Some apartment investors are convinced overbuilding will be a short-lived problem. Strong job and population growth, they reason, will combine with stubbornly high mortgage costs for homebuyers to drive demand for rentals to catch up with new supply.
“The pipeline will dry up,” Henry Manoucheri, CEO of Universe Holdings, a private investment and management firm with 7,500 apartments in California, New Jersey and Florida, said in an interview.
Industry concerns over a flood of new supply have emerged along with slowing rent growth, particularly in the Sun Belt. According to a report from Apartments.com, the United States added 565,000 units in 2023, a 40-year high. An additional 443,000 rental units are on the way, mostly in the first half of 2024.
The new construction helped push vacancy rates up 100 basis points at the end of 2023 from the same time in 2022 as asking rents fell. Of the 50 markets analyzed in the Apartments.com report, 18 posted yearly rent declines. Among those, 16 were in the Sun Belt, led by Austin, Texas, where prices dropped more than 5%.
“Definitely lots of supply coming online [in] all the major growth markets that everyone was chasing, you know, Orlando, Tampa, Phoenix, Vegas, Dallas, to Atlanta,” Zamir Kazi, CEO of ZMR Capital, a Tampa, Florida-based investment firm focused on the Sun Belt, told CoStar News. He added that these markets have been dealing with too much supply leading to “flattened rent growth or negative rent growth. So, there's definitely headwinds, you know, especially over the next year or two.”
Kazi said he’s seen owners in Nashville, Tennessee, where rents declined more than 2% in 2023, offering four months of free rent as a concession to prospective renters.
At the same time, rising borrowing costs, along with increases in the price of underwriting, labor and materials, have all but frozen the flow of capital and financing for development, a situation that's brought new construction to a standstill and put an end date on potential difficulties.
“So long as you're willing to kind of deal with operational challenges in the next 24 months,” Kazi added, “the years after, that should look pretty good. Because there's no supply coming online.”
Slowdown Projected
Analysts and investors told CoStar News in interviews in the past week that they expect a meaningful slowdown in the number of new apartments toward the end of 2024 and into 2025. Relative to peak completions in the second quarter of 2023, CoStar analysts anticipate a nearly 40% decline in new apartments nationwide by the second quarter of 2024. By 2025, that drop could reach close to 60% during the same three-month period, buoying investors’ hopes for the future prospects in most markets.
“With what's in the pipeline right now, I think it's a short-term supply issue,” Brennan Degnar, CEO of DB Capital Management, an owner and operator based in Denver with $600 million in assets across Colorado, Utah, Nevada and Texas, said in an interview. “I think everyone kind of knows that based on what happened over the last couple years, you're just going to see, naturally you're going to see less development.”
Pauses in construction, however, won’t interrupt the underlying fundamentals such as job and population growth, along with high barriers to homeownership, that accelerated moves to the Sun Belt during the pandemic, sparking the building boom in the first place.

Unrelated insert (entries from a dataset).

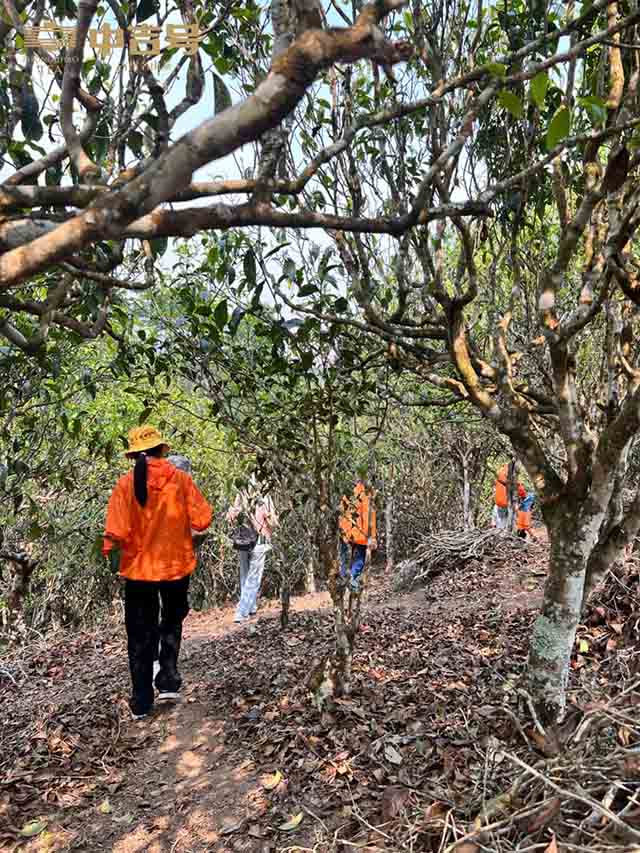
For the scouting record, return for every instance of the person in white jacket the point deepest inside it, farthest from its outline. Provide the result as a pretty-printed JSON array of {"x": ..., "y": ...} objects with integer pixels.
[{"x": 256, "y": 505}]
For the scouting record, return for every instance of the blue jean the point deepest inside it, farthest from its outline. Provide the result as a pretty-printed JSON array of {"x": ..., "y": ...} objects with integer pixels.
[{"x": 356, "y": 554}]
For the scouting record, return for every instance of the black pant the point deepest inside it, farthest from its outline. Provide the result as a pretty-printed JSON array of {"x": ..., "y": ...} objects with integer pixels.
[{"x": 145, "y": 630}]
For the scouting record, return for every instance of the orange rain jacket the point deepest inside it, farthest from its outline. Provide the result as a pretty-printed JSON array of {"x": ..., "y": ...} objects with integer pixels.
[
  {"x": 502, "y": 485},
  {"x": 156, "y": 539},
  {"x": 523, "y": 520},
  {"x": 356, "y": 526}
]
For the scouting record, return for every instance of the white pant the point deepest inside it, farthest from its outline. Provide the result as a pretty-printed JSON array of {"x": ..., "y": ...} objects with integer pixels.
[{"x": 251, "y": 571}]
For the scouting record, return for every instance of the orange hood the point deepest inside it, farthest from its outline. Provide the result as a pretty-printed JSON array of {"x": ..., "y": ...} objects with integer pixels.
[{"x": 159, "y": 473}]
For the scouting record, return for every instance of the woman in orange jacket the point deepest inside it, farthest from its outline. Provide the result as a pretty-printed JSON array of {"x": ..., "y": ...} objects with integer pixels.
[
  {"x": 151, "y": 515},
  {"x": 357, "y": 533}
]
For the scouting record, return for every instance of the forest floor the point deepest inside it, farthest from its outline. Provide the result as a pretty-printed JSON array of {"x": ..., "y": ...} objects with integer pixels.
[{"x": 422, "y": 757}]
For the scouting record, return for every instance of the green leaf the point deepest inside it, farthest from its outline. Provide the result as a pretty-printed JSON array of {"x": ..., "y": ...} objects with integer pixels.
[
  {"x": 159, "y": 246},
  {"x": 496, "y": 69},
  {"x": 146, "y": 9},
  {"x": 221, "y": 314},
  {"x": 307, "y": 290},
  {"x": 596, "y": 109},
  {"x": 222, "y": 98},
  {"x": 33, "y": 828},
  {"x": 512, "y": 103},
  {"x": 538, "y": 89},
  {"x": 236, "y": 317},
  {"x": 558, "y": 128},
  {"x": 293, "y": 823},
  {"x": 249, "y": 265}
]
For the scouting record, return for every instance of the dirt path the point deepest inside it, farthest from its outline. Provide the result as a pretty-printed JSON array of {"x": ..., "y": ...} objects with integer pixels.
[{"x": 189, "y": 778}]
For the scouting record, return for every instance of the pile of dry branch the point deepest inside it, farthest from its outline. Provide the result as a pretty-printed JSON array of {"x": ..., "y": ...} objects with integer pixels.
[{"x": 451, "y": 549}]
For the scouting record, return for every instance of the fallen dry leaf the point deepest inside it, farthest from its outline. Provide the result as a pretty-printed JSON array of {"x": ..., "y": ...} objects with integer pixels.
[
  {"x": 293, "y": 823},
  {"x": 394, "y": 801},
  {"x": 105, "y": 807},
  {"x": 33, "y": 828},
  {"x": 392, "y": 754},
  {"x": 544, "y": 818},
  {"x": 271, "y": 782}
]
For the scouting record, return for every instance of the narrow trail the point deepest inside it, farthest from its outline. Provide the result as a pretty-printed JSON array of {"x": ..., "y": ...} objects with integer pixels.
[{"x": 189, "y": 778}]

What will fuel rent growth is “jobs, jobs, jobs,” said Eddie Lorin, founder of Strategic Realty Holdings, a California-based firm focused on affordable and workforce apartments. “If you don’t have job growth, you don’t have rent growth and apartment growth. It’s all about jobs.”

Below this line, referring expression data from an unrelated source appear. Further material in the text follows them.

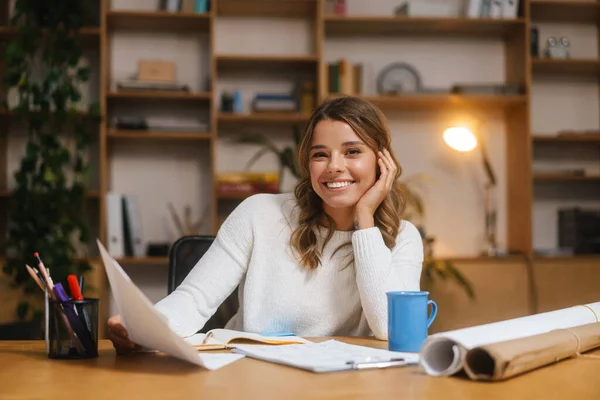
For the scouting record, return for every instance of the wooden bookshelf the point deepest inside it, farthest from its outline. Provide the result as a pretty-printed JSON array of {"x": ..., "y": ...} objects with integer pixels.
[
  {"x": 266, "y": 62},
  {"x": 568, "y": 138},
  {"x": 158, "y": 135},
  {"x": 567, "y": 66},
  {"x": 159, "y": 95},
  {"x": 234, "y": 196},
  {"x": 91, "y": 194},
  {"x": 415, "y": 26},
  {"x": 267, "y": 8},
  {"x": 428, "y": 101},
  {"x": 143, "y": 260},
  {"x": 158, "y": 21},
  {"x": 10, "y": 32},
  {"x": 565, "y": 11},
  {"x": 262, "y": 117}
]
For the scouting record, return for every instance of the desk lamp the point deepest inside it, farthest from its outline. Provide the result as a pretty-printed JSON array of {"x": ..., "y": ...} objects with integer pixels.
[{"x": 463, "y": 139}]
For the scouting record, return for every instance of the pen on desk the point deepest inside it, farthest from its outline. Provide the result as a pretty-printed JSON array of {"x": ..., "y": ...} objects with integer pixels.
[
  {"x": 208, "y": 336},
  {"x": 60, "y": 296},
  {"x": 35, "y": 277},
  {"x": 81, "y": 284},
  {"x": 44, "y": 272}
]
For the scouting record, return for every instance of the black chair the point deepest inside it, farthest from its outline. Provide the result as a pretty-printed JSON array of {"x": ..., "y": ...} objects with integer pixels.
[{"x": 183, "y": 256}]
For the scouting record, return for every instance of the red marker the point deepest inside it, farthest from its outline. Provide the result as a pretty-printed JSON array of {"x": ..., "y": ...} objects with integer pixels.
[{"x": 74, "y": 287}]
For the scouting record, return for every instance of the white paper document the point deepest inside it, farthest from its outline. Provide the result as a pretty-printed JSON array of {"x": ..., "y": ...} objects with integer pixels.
[
  {"x": 444, "y": 353},
  {"x": 328, "y": 356},
  {"x": 146, "y": 327}
]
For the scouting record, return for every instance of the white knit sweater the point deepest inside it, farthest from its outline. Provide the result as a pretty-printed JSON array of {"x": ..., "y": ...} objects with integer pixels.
[{"x": 277, "y": 294}]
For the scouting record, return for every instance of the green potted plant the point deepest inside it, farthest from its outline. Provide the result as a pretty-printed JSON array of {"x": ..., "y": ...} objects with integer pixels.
[
  {"x": 43, "y": 66},
  {"x": 433, "y": 269}
]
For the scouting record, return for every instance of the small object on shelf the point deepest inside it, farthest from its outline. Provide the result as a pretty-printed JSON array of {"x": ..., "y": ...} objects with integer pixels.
[
  {"x": 244, "y": 184},
  {"x": 534, "y": 45},
  {"x": 557, "y": 48},
  {"x": 237, "y": 102},
  {"x": 134, "y": 84},
  {"x": 487, "y": 89},
  {"x": 397, "y": 79},
  {"x": 170, "y": 5},
  {"x": 402, "y": 10},
  {"x": 131, "y": 123},
  {"x": 157, "y": 250},
  {"x": 339, "y": 7},
  {"x": 226, "y": 102},
  {"x": 156, "y": 71},
  {"x": 201, "y": 6},
  {"x": 264, "y": 102},
  {"x": 307, "y": 97},
  {"x": 185, "y": 225}
]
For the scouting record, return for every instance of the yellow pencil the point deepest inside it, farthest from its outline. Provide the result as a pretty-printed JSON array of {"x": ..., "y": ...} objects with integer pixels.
[{"x": 35, "y": 277}]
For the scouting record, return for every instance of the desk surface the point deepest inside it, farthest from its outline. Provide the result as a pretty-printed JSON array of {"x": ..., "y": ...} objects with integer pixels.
[{"x": 27, "y": 373}]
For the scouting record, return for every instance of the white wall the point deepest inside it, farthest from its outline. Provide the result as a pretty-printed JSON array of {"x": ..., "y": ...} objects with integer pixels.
[{"x": 454, "y": 204}]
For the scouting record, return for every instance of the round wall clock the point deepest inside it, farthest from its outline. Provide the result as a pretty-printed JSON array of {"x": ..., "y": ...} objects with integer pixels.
[{"x": 398, "y": 78}]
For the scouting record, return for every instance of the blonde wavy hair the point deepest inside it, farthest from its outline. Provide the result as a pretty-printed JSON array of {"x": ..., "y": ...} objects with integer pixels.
[{"x": 369, "y": 123}]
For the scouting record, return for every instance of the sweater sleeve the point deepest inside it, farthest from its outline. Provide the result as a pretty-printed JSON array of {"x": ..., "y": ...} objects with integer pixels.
[
  {"x": 380, "y": 270},
  {"x": 214, "y": 277}
]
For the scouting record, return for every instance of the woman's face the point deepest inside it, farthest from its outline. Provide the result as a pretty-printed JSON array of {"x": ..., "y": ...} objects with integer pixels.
[{"x": 342, "y": 167}]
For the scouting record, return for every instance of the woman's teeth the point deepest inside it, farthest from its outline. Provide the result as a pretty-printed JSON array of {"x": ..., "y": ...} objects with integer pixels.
[{"x": 333, "y": 185}]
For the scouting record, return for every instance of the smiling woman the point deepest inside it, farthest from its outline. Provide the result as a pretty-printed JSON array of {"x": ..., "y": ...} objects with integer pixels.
[{"x": 316, "y": 262}]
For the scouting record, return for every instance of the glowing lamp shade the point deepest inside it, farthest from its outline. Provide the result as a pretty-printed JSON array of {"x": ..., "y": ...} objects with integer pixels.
[{"x": 460, "y": 138}]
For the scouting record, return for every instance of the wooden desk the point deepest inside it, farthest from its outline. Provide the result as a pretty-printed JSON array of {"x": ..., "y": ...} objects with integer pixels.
[{"x": 27, "y": 373}]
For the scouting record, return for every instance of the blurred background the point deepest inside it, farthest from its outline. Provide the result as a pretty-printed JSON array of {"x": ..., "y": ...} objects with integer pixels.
[{"x": 180, "y": 109}]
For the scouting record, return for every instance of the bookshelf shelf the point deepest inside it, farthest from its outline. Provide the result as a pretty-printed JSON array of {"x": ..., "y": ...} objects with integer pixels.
[
  {"x": 158, "y": 135},
  {"x": 568, "y": 138},
  {"x": 565, "y": 177},
  {"x": 424, "y": 101},
  {"x": 565, "y": 11},
  {"x": 159, "y": 95},
  {"x": 414, "y": 26},
  {"x": 143, "y": 260},
  {"x": 267, "y": 8},
  {"x": 183, "y": 22},
  {"x": 568, "y": 66},
  {"x": 234, "y": 196},
  {"x": 262, "y": 117},
  {"x": 91, "y": 194},
  {"x": 266, "y": 62}
]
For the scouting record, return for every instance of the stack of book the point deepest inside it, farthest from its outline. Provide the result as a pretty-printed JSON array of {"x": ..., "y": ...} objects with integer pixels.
[{"x": 243, "y": 184}]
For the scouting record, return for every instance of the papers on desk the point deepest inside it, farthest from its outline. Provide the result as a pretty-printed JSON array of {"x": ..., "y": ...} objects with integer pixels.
[
  {"x": 228, "y": 338},
  {"x": 328, "y": 356},
  {"x": 146, "y": 327}
]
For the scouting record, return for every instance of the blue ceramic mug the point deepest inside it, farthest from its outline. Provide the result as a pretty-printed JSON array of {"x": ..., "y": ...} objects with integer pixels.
[{"x": 407, "y": 320}]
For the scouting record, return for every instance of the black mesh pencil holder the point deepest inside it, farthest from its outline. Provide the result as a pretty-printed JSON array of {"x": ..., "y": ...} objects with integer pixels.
[{"x": 72, "y": 328}]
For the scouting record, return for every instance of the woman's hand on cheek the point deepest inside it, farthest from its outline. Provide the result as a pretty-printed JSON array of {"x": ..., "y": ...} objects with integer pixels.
[{"x": 368, "y": 203}]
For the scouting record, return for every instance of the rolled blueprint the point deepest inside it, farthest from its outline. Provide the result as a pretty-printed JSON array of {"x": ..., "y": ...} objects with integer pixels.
[
  {"x": 443, "y": 353},
  {"x": 503, "y": 360}
]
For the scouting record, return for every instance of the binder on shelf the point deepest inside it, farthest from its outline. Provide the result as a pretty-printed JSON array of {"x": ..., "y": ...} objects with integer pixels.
[
  {"x": 132, "y": 224},
  {"x": 114, "y": 225},
  {"x": 124, "y": 226},
  {"x": 510, "y": 8}
]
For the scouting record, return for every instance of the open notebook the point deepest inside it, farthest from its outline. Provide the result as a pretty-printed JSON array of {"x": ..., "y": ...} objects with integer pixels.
[{"x": 228, "y": 338}]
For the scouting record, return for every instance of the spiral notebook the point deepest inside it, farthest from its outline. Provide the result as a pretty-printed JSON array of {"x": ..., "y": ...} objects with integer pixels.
[{"x": 328, "y": 356}]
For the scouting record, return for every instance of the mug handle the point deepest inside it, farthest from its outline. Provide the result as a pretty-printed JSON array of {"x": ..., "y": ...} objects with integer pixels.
[{"x": 433, "y": 312}]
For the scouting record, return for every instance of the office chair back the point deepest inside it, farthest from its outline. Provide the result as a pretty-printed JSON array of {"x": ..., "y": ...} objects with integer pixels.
[{"x": 183, "y": 256}]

Job growth in Austin has accelerated in eight of the past nine years, with 2020 being the only exception, according to an investment forecast from Marcus and Millichap. The company projected total employment to expand by 2.6% on a yearly basis to reach close to 1.4 million in 2024, a roughly 40% increase from a decade ago.
Priced Out
Also contributing to potential rent growth is a tight mortgage market that prices many would-be homebuyers out, expanding the pool of renters.
The typical payment on a median-priced home is now $850 more expensive than the average Class A apartment, and only about a quarter of households — half the 2019 level — even qualify for a mortgage, according to Marcus and Millichap.
“It’s driving a lot of the demand.” Manoucheri said. “A lot more people are now forced to rent. Because [even] if they have a down payment, they can’t borrow money at 7%, or 6.5%. And inventory is way down because whoever has a mortgage below 5%, they're not going to sell their house.”
Still, these fundamental drivers of demand, much like the concentration of new construction seen over the past two years, won’t be spread evenly, Degner said.